Is it good to turn green? It looks as if it will be good looking when it dries. The way it grew means that I can get one reasonably deep bowl and one shallow (or platter) from each section. Its about 190mm across.

I have enough for about sixteen bowls.


----------



## Pvt_Ryan (5 Jan 2011)

it's rubbish, you should send it to me and I'll burn it for you.. :roll:


----------



## Bodrighy (5 Jan 2011)

Big lumps of hazel are fairly rare. I find it a little soft but otherwise fine. It is also fairly stable. Makes good natural edged bowls. Turn the bowl into the bark with the tenon / recess on the flat part as in the pictures you have. They can be turned pretty thin and the bark tends to satay intact. This is hazel





Pete


----------



## gus3049 (5 Jan 2011)

Thanks,

I tried a couple. One small standard bowl and a natural edge as you suggested. Cuts very easily and hardly needs sanding. Would you wait to do the bottom until its dry? I made a jam chuck and used some rubber matting to cushion the bowl but forgot to clean it [email protected]!!! So I will now have to sand off the dirt that has attached itself to the walnut oil I put on. It seemed a good idea to help stop any splitting.

As it is SO wet (the sap was running up the chisels!) the rings I cut in the bottom are a bit woolly and will need cleaning up before finishing. Talking of which, how long should I leave it before putting the finish on??


----------



## gus3049 (5 Jan 2011)

Pvt_Ryan":12v6r8n0 said:


> it's rubbish, you should send it to me and I'll burn it for you.. :roll:


No no no - as I understand it, this is a FAIL.

You are a woodturner right?

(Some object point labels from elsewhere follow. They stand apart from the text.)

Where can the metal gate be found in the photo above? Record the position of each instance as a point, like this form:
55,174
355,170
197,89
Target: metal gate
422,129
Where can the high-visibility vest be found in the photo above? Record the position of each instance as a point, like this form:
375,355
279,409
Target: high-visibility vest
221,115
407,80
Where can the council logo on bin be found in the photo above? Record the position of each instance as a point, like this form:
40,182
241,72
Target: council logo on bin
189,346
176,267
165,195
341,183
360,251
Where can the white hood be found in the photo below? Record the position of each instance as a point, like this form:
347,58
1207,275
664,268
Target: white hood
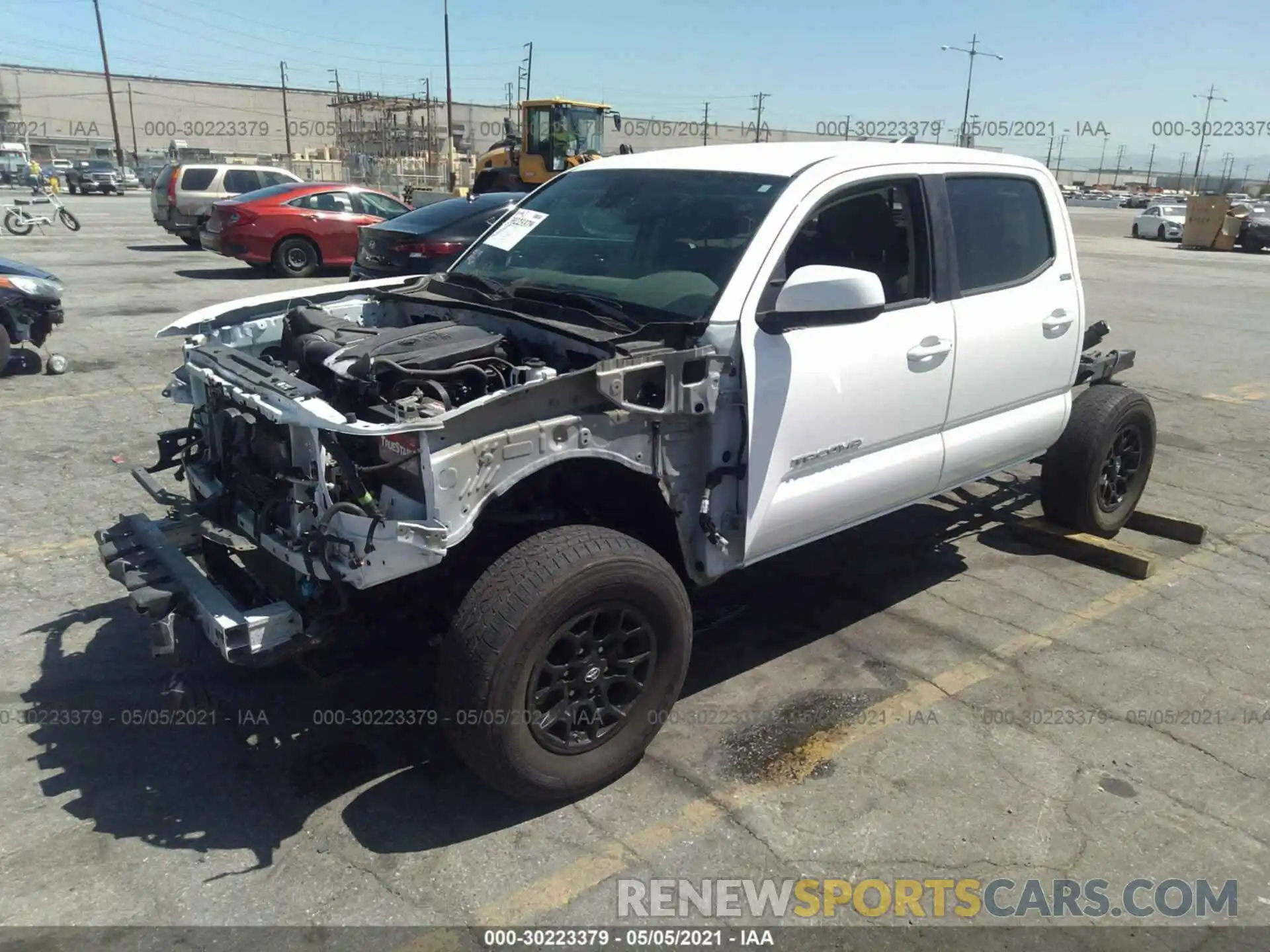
245,309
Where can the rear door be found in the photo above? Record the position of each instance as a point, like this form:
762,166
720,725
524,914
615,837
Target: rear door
159,193
1019,320
332,220
846,411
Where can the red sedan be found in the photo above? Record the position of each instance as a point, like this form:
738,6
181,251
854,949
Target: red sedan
296,227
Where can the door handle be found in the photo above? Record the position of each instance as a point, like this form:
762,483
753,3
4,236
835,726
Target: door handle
923,350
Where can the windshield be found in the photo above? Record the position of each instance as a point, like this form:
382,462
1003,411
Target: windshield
663,240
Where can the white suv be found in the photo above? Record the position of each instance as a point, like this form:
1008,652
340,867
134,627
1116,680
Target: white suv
657,370
183,194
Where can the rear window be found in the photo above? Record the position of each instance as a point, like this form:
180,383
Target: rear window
451,211
197,179
271,192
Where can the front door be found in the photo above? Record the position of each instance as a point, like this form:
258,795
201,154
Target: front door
1019,321
846,418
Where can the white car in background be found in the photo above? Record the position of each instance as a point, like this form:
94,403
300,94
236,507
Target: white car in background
1162,222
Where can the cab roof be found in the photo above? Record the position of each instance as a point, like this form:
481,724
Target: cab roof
792,158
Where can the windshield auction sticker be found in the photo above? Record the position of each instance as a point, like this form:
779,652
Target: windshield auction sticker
515,229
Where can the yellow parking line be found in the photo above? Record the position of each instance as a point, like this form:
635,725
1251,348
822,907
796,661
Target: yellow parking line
559,889
92,395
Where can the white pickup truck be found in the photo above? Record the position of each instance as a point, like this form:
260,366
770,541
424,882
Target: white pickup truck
657,370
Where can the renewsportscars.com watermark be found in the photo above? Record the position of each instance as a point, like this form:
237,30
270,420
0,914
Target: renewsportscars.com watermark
926,899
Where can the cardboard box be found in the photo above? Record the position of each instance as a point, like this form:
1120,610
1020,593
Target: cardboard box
1212,222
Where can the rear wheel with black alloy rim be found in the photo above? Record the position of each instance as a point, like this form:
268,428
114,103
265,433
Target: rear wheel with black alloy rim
563,662
296,258
1094,476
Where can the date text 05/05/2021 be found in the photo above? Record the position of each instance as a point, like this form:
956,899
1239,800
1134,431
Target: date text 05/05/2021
976,127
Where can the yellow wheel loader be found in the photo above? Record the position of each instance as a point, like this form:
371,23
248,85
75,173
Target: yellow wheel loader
556,135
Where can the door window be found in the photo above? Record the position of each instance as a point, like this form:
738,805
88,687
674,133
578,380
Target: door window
276,178
382,206
879,229
239,180
1001,229
334,202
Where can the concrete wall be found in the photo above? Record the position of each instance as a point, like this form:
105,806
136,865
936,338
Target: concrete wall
70,110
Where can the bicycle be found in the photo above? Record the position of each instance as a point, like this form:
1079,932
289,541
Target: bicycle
19,221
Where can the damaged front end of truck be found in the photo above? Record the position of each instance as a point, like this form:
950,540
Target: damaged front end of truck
345,444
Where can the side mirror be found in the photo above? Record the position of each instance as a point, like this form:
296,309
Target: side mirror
825,294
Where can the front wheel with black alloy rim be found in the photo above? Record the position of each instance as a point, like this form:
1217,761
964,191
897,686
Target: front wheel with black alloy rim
563,662
296,258
1094,476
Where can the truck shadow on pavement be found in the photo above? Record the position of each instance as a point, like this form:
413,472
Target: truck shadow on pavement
262,750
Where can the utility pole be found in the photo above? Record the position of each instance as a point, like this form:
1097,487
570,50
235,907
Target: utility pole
1203,130
450,108
972,52
110,93
132,121
759,120
339,116
286,114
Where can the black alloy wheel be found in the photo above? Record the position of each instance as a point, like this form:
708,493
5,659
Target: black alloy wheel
589,677
1121,467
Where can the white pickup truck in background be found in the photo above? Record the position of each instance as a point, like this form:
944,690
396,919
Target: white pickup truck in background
659,368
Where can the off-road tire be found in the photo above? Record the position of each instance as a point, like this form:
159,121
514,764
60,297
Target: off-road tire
1072,467
501,631
286,258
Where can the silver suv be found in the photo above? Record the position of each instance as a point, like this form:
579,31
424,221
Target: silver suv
183,194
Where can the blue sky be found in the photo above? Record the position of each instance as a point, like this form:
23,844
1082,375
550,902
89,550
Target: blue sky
1123,63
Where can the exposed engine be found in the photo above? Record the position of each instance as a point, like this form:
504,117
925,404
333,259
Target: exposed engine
400,374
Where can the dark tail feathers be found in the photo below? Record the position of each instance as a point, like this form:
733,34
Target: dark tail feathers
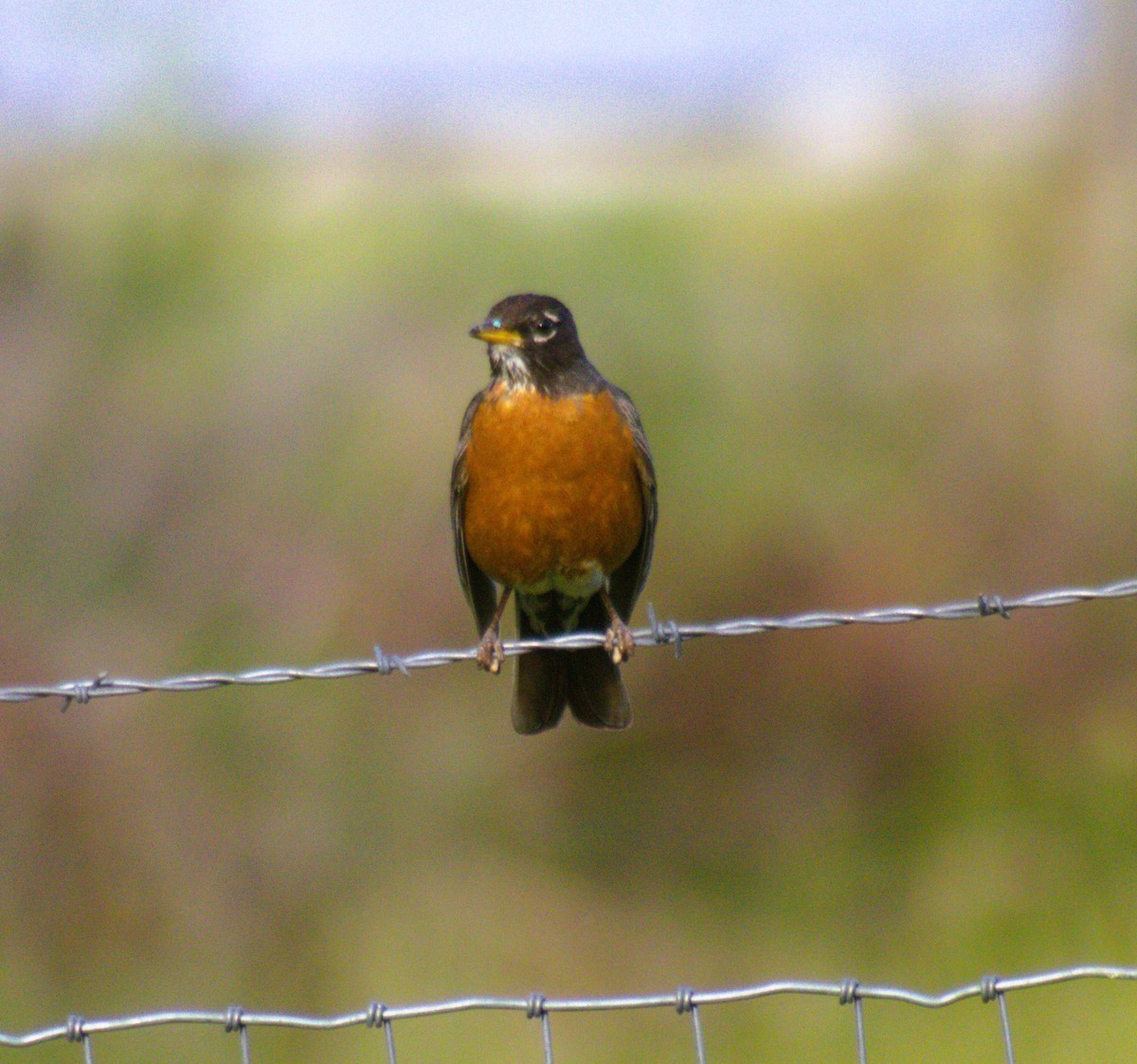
587,681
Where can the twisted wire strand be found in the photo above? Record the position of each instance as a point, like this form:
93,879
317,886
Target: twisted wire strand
659,635
537,1006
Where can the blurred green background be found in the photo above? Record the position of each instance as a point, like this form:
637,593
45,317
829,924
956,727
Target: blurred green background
232,371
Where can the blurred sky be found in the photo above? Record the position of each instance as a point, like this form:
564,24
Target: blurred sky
73,64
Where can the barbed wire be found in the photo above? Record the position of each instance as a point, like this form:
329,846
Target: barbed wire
685,1001
659,635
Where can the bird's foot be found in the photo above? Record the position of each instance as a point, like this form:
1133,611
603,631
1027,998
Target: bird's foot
619,641
490,654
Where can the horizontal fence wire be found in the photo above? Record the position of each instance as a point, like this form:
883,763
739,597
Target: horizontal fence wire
685,1001
659,635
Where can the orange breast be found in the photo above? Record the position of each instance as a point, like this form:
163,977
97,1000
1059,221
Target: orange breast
552,487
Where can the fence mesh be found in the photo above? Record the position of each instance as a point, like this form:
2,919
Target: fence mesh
687,1001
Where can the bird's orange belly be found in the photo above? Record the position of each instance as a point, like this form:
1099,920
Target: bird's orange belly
552,496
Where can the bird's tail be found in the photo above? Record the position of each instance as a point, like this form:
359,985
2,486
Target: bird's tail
587,681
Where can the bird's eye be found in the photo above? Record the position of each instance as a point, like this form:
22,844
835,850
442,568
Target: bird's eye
545,328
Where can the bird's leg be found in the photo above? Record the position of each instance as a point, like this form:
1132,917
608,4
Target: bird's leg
618,640
490,654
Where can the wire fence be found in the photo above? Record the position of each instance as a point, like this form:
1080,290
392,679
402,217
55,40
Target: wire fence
659,635
685,1001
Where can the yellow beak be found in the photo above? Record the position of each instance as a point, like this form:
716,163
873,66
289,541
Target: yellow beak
489,334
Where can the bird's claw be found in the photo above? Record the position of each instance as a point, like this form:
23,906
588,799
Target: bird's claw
490,654
619,641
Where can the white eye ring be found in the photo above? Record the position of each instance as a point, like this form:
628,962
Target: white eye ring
546,328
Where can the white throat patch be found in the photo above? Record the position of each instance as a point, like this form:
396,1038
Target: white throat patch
506,362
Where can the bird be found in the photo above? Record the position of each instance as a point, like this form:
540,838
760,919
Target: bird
552,499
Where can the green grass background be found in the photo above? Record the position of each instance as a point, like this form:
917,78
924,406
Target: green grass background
232,377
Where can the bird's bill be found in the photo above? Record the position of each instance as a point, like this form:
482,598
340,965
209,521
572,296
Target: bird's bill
490,334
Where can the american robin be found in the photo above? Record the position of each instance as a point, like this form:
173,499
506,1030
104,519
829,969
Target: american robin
552,499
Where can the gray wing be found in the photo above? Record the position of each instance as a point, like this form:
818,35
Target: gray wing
476,585
626,582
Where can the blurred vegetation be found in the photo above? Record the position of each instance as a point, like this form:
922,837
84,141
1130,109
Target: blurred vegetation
232,379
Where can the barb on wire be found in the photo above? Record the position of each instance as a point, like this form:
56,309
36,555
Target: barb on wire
659,633
538,1006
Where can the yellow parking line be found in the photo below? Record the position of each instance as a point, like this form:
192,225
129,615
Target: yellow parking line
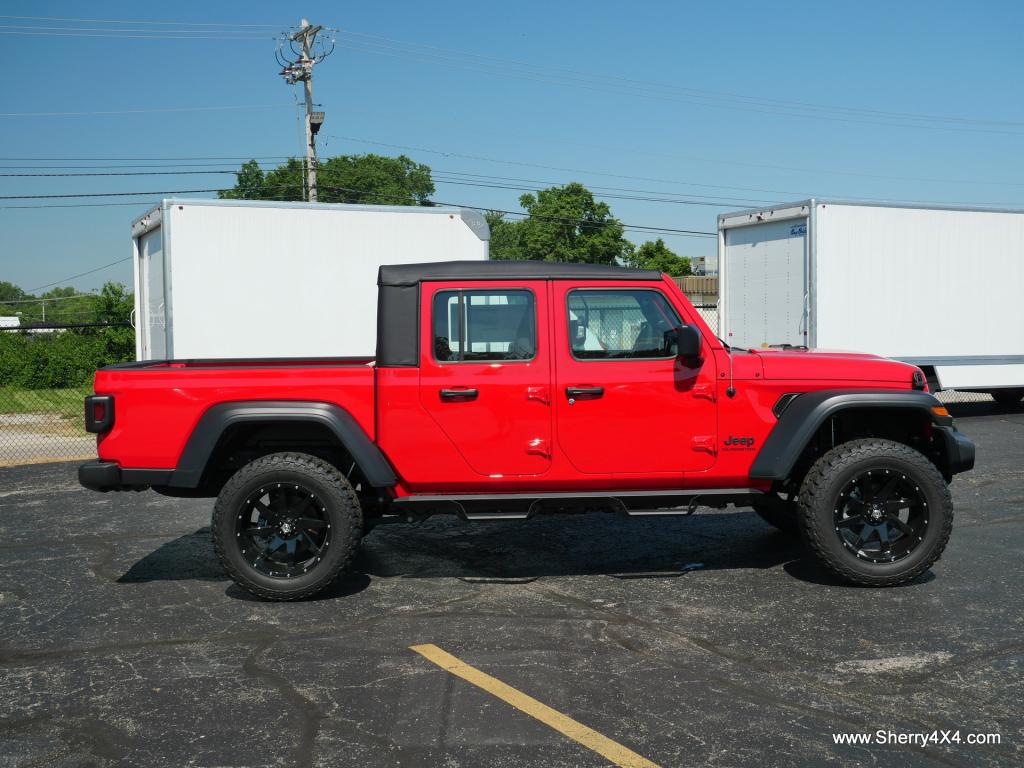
612,751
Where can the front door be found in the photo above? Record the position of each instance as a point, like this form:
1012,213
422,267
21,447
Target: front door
625,403
485,374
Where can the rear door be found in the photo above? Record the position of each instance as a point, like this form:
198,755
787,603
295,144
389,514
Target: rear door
624,402
485,373
765,284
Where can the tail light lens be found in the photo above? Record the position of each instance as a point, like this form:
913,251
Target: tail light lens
98,413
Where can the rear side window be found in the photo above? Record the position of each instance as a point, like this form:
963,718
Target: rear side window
621,325
475,326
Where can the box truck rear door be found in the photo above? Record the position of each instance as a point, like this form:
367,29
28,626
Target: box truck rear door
765,284
152,317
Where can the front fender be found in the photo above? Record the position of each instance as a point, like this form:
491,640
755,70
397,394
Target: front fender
805,415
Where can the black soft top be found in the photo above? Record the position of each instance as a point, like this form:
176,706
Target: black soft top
398,296
411,274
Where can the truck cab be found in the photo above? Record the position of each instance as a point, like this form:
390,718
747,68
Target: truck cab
506,389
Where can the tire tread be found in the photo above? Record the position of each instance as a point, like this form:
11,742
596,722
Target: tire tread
836,461
306,464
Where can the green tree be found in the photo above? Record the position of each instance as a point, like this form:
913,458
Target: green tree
346,178
114,304
10,292
565,223
659,257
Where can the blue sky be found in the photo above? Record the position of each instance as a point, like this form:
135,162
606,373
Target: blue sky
699,101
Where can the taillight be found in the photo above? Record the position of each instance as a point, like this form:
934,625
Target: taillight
98,413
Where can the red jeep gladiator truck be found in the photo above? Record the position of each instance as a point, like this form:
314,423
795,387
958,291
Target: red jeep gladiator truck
503,389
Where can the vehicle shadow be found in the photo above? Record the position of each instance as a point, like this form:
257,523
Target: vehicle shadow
597,543
593,544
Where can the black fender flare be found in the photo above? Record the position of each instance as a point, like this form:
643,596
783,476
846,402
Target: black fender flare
806,413
192,464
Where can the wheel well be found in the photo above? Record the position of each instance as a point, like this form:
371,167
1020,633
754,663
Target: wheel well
911,427
241,443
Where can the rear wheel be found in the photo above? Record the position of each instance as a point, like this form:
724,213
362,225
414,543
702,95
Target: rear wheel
286,524
876,512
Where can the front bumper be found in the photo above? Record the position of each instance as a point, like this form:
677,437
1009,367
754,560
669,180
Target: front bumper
960,451
103,476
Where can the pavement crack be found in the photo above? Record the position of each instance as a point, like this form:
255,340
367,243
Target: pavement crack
307,714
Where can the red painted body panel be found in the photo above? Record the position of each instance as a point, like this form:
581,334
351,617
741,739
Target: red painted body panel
157,408
659,424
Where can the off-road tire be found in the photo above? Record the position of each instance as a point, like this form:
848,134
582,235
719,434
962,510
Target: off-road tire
820,492
779,513
341,506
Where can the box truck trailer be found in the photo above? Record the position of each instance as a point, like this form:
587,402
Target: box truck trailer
941,288
223,279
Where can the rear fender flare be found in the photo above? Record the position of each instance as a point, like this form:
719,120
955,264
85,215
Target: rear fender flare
802,418
212,425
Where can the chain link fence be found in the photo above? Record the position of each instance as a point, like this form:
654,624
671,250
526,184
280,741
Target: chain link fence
45,374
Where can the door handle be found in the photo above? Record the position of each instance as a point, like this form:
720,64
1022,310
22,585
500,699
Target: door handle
459,394
573,392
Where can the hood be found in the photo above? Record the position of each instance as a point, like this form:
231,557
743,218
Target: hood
826,365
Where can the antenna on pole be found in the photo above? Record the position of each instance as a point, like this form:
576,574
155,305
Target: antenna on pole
305,50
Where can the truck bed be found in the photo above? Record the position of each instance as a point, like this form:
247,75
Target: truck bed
168,397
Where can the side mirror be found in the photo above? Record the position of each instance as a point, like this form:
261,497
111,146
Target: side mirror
687,342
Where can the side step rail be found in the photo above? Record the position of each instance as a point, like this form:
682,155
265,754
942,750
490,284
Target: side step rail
524,506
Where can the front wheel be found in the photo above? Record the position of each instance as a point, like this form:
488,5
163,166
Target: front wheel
876,512
285,525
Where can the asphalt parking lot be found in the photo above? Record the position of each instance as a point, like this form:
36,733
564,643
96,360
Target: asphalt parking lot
711,640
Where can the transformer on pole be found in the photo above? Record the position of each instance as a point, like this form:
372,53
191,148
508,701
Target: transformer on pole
306,51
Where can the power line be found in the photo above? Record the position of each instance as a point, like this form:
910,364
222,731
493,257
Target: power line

You take wood FROM the woodpile and make it into round things not the other way round!


----------



## gus3049 (5 Jan 2011)

Bodrighy":2qw1icdp said:


> Big lumps of hazel are fairly rare. I find it a little soft but otherwise fine. It is also fairly stable. Makes good natural edged bowls. Turn the bowl into the bark with the tenon / recess on the flat part as in the pictures you have. They can be turned pretty thin and the bark tends to satay intact. This is hazel
> 
> 
> 
> ...


Hi Pete,

Well I'm really enjoying turning this stuff. It shows no marks and cuts like butter. Great stuff. Three done this afternoon. How long would YOU leave them to dry out (ish) and perhaps you can confirm my query about when to do the bottom. It needs to be crisp so I assume it should be left until the wood is dryer?


----------



## Bodrighy (5 Jan 2011)

If you are turning it wet I'd turn it down t about 1" thick all over (that's important, keep it the same thickness all over) then wrap it in some paper and leave for a few months as it will warp. You can then put it back on and turn down. I have turned hazel after about 6 months from cutting and it has been fine as it is pretty stable but you always take a chance turning green wood that it will warp whatever it is IMHO.


Pete


----------